The Federal Reserve’s taper is the right move for the economy and eventually the markets. It moves capital away from the well-connected and towards those who need it most, small businesses. The big dogs on Wall Street, the well-connected, don’t like it. What a surprise as David Malpass writes in his WSJ editorial:
The evolution in Fed policy may be enough to finally break the economy out of slow growth. The magnitudes are certainly large enough to move the needle. On the current tapering path, the Fed will cut its new bank borrowing in half to $500 billion in 2014 and $0 in 2015.
The positive economic and market reaction to the taper may also give the Fed the confidence it needs to normalize interest rates. This would restart the market-based allocation of capital across the economy, relieving the de facto rationing of credit that has weighed so heavily on growth since 2009.
In a Tuesday news conference, China announced its own interest-rate liberalization. It stated the express purpose—to put money in the pockets of ordinary savers and direct lending to privately owned firms.
Those are worthy goals for U.S. policy.
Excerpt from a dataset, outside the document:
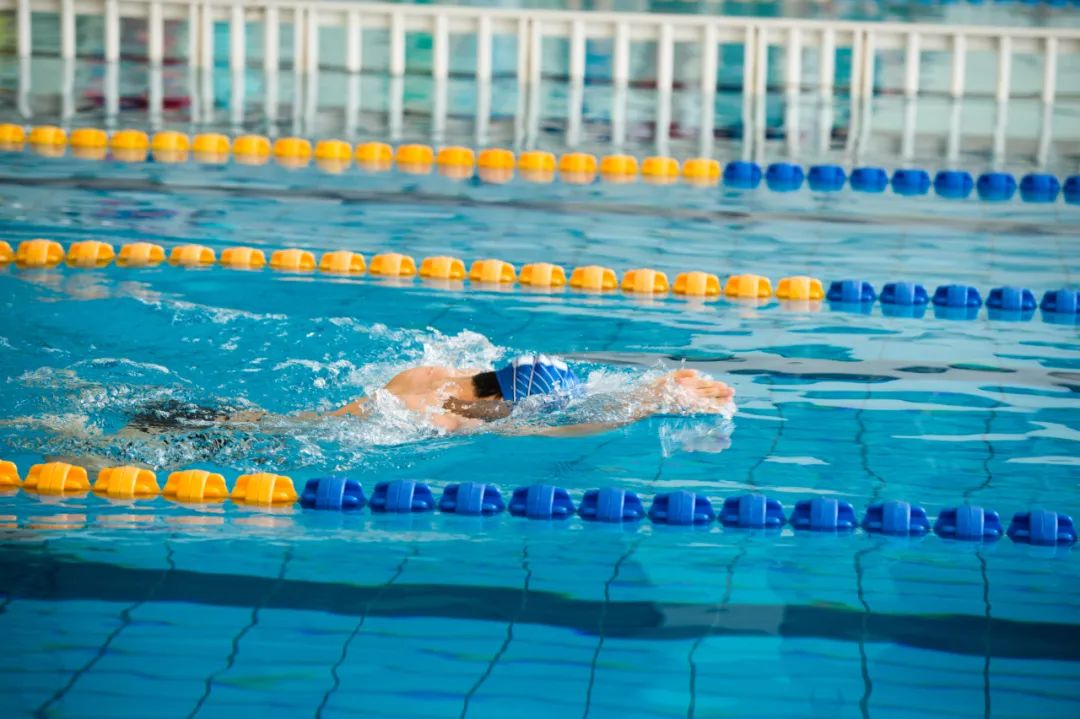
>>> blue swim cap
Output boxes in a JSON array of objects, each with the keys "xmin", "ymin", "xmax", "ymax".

Economics is murky in many areas, but the evidence is clear that price controls (including the Fed’s near-zero interest rate policy) damage markets and force a harmful rationing of resources that hurts living standards.
Wall Street will object loudly to normalization as it did to the taper because it is making huge profits from Fed policy. But gradually higher interest rates will let the return for savers and investors rise, making more loans available for smaller borrowers and boosting jobs and business investment.